Die Empörung ist landesweit: Die Banker verdienen zu viel und verdienen es gar nicht. Die
Jungsozialisten wollen gar, dass die überhöhten Boni der letzten Jahre wieder zurückgegeben werden.
Ein paar hochkarätige Wirtschaftsführer sind dem Aufruf gefolgt und haben zweistellige
Millionenbeträge zurückgegeben – primär an die UBS aber gerade eben auch in den Vereinigten
Saaten. Aber ist das richtig? Sollten die Sozialisten nicht viel eher mehr Boni für den Rest der
Arbeitnehmer fordern als weniger für die Banker? Weniger Gehalt ist ja beileibe nicht die
traditionelle Botschaft des Sozialismus. Dabei sind es nicht nur die Linken, welche sich über die
Banker Boni empören. In der Tat tritt das ganze Spektrum der politischen Landschaft plötzlich für
weniger Gehalt im Bankwesen ein. Der Bauch versteht es, der Kopf aber weiss, dass das nicht die
Antwort auf die anstehenden Probleme ist. Weniger Gehalt löst weder die Kreditkrise noch die
drohende Rezession. Eher im Gegenteil.
Der Bauch hat aber sicher auch etwas Recht. Es ärgert, wenn Belohnungen für Leistungen verteilt
werden, die sich im Nachhinein als Bärendienst erweisen.

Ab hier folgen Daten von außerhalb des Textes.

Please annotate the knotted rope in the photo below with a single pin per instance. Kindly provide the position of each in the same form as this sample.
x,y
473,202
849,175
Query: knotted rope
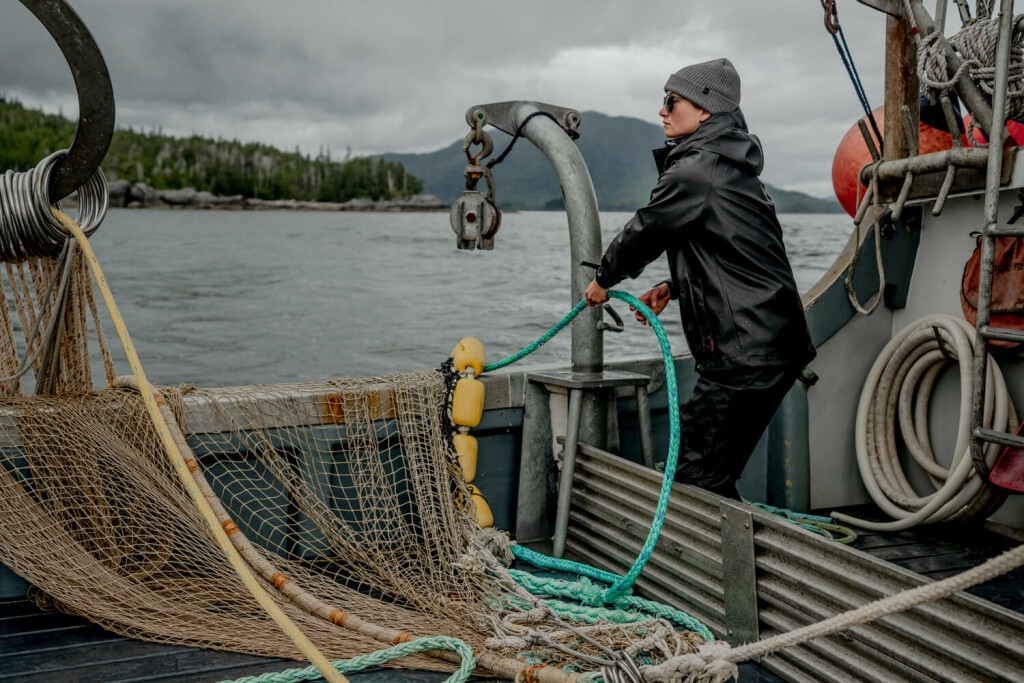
x,y
976,43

Im Zuge dieses Ärgers jede Belohnung in
Zukunft zu verbieten, oder auf einen Drittel des Jahresgehalts zu beschränken, wie das der
amerikanische Präsident fordert, schüttet aber das Kinde mit dem Bade aus. Denn weniger Gehalt
bedeutet in der Praxis mehr Kompensation durch andere Vorteile. Wir hatten das schon: edle Büros,
lange Mittagessen, grosszügige Einladungen links und rechts. Es gibt Tausend Möglichkeiten, ein
fehlendes Gehalt zu kompensieren. Dann lieber einen finanziellen Anreiz, sich auf die
Gewinnsteigerung zu konzentrieren wie das mir variablen Lohnzahlungen beabsichtigt ist. Bei
variablen Lohnzahlungen wurde in der Vergangenheit aber im Bankensektor viel falsch gemacht.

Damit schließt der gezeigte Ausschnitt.